Putin emerged from last month's Wagner mutiny looking weakened, despite defusing the immediate threat, according to analysts. The short-lived and ultimately aborted revolt by Yevgeny Prigozhin's mercenary force marked the most dramatic challenge ever to Putin's rule. The Belarus-brokered deal to halt Wagner's march toward Moscow saw off a major clash, yet now that agreement seems to be in question.
Belarus leader Alexander Lukashenko said Thursday that Prigozhin was in Russia — and thus not in the Belarusian exile called for in the deal. Here are five weaknesses now facing Putin: — Prigozhin still at large — The whereabouts of Prigozhin and his troops were unclear after Lukashenko spoke on Thursday, with the Kremlin saying it was «not following» the mercenary leader's movements. Yet the threat from Wagner is not just military.

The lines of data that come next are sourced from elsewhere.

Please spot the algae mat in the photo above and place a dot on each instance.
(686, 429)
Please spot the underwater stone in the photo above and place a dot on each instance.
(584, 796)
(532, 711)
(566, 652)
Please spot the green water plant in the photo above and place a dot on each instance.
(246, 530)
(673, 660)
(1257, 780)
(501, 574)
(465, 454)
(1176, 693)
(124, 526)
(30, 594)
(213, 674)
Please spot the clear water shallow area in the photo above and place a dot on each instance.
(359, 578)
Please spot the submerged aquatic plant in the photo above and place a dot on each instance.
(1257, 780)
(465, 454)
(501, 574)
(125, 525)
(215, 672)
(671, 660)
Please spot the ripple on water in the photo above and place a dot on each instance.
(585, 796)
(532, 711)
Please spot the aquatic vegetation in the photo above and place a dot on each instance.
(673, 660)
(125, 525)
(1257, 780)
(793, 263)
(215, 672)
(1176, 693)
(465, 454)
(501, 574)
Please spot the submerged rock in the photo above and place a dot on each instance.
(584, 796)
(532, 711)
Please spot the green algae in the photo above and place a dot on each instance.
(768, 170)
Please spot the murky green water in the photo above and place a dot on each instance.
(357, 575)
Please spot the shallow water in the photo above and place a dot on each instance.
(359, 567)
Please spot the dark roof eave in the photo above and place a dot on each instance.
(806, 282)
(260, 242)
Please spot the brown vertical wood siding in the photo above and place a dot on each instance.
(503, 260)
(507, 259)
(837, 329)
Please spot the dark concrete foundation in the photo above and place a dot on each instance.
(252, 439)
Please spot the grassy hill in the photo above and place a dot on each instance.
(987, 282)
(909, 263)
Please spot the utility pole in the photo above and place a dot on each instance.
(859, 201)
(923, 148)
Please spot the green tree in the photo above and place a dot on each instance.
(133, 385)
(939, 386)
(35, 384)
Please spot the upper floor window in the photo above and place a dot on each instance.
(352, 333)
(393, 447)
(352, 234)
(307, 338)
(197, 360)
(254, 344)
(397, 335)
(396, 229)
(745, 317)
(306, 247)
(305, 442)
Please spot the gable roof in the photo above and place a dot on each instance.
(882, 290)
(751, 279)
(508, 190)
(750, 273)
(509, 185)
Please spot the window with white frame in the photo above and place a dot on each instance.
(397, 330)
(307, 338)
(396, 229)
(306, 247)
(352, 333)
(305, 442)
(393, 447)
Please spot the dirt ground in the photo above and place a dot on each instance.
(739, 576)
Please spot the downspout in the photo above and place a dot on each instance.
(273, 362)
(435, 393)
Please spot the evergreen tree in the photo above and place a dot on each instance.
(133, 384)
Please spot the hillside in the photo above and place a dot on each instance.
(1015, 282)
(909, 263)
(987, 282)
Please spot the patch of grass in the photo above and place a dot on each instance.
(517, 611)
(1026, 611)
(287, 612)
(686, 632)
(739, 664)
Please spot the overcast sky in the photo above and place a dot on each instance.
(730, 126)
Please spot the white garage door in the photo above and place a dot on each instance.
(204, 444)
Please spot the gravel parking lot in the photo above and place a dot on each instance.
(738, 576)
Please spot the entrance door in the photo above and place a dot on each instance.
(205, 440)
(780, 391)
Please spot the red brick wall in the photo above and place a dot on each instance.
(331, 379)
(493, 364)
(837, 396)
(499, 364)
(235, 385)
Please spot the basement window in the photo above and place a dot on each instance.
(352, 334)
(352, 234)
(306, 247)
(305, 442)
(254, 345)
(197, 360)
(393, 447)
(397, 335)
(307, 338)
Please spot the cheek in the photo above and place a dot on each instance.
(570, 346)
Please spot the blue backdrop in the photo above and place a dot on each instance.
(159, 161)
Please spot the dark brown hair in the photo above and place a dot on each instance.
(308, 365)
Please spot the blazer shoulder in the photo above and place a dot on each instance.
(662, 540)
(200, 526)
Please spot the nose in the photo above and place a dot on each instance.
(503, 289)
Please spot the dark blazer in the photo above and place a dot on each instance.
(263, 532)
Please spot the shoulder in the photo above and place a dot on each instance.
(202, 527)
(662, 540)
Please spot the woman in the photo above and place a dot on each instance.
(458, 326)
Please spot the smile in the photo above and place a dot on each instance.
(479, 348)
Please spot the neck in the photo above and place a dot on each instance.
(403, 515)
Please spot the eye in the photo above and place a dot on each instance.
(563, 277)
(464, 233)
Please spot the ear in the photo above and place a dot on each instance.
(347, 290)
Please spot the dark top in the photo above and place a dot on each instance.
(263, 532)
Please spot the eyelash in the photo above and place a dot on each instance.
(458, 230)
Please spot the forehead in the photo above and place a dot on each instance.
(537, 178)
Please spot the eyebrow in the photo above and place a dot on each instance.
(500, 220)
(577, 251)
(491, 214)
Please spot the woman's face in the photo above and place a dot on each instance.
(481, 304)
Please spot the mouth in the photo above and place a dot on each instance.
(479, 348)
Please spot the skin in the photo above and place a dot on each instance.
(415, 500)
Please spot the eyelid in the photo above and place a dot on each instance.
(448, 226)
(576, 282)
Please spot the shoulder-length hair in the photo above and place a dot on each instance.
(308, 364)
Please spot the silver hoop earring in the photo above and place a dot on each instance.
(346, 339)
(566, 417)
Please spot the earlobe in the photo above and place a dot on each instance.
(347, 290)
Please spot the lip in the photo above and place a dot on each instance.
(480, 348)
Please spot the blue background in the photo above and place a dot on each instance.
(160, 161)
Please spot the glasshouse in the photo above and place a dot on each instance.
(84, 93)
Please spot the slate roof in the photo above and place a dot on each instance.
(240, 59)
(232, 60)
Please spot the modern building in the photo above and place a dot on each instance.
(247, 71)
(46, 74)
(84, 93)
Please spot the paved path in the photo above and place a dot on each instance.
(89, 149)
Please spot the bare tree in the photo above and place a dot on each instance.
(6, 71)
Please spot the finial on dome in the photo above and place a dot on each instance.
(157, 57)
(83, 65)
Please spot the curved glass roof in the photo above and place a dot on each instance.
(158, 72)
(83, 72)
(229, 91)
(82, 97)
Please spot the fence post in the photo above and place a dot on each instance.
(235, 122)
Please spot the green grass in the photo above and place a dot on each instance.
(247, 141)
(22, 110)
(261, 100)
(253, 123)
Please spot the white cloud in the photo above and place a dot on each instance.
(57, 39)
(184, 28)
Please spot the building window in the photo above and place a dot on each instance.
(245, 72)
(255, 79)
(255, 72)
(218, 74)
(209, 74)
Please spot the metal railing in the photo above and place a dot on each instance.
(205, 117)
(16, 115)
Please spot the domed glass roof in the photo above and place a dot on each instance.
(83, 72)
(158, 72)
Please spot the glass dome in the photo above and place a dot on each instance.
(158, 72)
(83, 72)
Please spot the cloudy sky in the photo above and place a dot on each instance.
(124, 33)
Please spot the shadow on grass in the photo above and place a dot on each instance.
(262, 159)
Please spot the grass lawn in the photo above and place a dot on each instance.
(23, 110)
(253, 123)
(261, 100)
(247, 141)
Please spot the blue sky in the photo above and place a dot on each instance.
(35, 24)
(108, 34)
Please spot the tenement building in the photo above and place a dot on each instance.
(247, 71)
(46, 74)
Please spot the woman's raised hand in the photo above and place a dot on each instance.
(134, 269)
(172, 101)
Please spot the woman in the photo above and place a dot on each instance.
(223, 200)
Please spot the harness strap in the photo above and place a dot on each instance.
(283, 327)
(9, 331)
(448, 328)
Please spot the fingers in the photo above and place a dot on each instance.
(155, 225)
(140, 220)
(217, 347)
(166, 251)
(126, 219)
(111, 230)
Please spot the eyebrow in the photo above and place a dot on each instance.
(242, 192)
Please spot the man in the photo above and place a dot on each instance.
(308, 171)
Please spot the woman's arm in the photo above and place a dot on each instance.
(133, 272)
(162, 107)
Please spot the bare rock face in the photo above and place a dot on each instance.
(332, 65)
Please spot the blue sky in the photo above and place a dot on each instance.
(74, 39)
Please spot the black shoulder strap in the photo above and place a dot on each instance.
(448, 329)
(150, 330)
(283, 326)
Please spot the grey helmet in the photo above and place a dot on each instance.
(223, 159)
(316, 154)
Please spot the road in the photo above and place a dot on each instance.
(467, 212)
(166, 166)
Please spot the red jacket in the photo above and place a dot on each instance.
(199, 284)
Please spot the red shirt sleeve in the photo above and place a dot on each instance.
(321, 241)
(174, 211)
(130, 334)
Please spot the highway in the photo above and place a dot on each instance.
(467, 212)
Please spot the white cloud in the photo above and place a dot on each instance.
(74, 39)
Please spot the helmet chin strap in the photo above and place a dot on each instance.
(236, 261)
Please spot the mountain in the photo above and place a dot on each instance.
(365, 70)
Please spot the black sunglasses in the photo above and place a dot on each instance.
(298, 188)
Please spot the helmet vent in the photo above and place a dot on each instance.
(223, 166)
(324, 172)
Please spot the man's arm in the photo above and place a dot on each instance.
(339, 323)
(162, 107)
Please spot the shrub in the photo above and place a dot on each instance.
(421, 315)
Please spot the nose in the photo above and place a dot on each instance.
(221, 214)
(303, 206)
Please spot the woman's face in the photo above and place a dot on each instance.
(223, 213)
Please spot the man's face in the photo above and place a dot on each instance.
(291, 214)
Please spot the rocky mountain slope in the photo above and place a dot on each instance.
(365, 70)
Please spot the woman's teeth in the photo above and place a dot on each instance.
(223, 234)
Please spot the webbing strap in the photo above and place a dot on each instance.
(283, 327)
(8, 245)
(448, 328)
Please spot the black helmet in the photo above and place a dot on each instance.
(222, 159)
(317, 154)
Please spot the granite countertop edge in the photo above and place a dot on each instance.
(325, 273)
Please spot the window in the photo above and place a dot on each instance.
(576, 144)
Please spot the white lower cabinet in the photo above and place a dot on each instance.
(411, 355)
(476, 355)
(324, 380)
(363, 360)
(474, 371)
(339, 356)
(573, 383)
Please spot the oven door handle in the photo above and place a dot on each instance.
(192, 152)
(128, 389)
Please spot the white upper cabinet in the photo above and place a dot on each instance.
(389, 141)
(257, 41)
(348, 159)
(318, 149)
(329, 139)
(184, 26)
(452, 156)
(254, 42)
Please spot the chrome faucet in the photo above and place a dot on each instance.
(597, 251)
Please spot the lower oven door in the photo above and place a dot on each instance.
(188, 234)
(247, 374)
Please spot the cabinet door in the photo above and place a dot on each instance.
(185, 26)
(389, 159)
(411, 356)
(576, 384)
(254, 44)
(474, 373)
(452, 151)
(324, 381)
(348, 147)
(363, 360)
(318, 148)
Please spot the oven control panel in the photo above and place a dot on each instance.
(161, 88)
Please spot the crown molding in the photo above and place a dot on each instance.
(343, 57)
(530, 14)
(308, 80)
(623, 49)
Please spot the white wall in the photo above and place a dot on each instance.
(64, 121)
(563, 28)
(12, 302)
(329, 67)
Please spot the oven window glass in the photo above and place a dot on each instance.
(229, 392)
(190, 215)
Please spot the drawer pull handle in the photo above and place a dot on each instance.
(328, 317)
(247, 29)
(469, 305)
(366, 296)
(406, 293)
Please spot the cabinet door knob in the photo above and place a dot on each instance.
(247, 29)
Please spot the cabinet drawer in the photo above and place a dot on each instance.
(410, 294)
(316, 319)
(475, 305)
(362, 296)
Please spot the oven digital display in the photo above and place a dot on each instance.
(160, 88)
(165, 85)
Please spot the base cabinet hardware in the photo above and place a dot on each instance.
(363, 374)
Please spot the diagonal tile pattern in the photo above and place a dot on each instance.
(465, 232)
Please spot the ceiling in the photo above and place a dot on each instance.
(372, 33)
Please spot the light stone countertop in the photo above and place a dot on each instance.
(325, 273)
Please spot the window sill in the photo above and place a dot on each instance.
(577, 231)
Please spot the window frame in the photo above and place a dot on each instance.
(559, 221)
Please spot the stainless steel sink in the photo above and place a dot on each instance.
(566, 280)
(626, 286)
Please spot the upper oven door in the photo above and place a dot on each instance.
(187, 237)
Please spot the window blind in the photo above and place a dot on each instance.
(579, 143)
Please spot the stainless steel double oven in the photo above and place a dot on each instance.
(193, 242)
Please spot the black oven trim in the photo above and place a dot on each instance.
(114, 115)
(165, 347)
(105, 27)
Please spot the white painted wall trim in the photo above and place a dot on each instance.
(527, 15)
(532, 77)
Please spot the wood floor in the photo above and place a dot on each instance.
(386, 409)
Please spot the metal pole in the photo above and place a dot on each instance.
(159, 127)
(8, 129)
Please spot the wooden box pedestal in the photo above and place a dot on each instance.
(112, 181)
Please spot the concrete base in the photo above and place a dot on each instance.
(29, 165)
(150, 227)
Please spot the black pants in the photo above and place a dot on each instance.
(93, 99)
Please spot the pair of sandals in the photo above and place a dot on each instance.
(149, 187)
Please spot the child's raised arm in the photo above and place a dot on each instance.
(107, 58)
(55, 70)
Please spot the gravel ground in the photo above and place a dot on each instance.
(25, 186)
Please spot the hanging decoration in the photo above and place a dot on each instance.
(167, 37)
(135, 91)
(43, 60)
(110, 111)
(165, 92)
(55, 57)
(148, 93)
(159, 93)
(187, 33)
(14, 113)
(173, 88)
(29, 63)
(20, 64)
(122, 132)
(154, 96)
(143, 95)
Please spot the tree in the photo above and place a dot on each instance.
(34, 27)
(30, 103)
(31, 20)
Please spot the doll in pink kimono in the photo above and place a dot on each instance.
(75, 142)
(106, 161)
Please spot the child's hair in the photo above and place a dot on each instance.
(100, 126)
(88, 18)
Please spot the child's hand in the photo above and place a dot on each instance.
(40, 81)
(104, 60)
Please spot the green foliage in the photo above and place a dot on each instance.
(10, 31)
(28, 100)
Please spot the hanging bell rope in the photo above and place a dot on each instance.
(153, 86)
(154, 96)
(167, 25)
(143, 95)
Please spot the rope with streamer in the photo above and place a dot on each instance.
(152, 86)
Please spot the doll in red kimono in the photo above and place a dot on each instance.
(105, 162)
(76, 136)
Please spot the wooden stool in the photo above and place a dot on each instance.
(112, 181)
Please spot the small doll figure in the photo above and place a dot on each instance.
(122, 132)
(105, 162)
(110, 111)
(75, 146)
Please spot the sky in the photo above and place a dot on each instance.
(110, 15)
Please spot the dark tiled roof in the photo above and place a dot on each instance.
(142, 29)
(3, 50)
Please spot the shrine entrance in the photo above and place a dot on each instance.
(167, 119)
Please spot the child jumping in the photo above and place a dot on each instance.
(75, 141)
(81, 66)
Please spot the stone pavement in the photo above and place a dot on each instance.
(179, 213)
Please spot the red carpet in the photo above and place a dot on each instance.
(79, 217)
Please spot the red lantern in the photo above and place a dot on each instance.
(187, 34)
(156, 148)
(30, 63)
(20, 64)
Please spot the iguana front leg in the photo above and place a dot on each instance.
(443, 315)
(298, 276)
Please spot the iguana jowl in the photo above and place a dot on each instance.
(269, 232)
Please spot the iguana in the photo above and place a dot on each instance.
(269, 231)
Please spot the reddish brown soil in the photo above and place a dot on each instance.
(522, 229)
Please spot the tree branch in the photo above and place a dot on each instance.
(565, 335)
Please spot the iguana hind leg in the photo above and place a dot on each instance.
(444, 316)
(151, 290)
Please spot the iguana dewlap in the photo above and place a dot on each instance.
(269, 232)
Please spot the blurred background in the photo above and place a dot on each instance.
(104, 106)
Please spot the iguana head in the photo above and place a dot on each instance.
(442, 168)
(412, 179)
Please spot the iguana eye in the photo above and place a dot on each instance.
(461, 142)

The group also controls media organisations and troll farms, meaning Prigozhin must be muzzled as well as disarmed. The Russian authorities have blocked media groups linked to holding company Patriot, which «is in the process of being dismantled», according to Maxime Audinet of the Institute for Strategic Research in Paris. «Prigozhin is going to be deprived of his massive media power,» Audinet told AFP.
But it is difficult to imagine him staying silent for long, added retired Australian general Mick Ryan. — Cracks in Putin's authority — Putin — who has jailed his critics and has ruthlessly punished dissenting voices, particularly since the start of the war in Ukraine — has spared the man who took aim at his senior defence chiefs. «The idea that the regime is no longer infallible may grow in the minds of a part of the elites.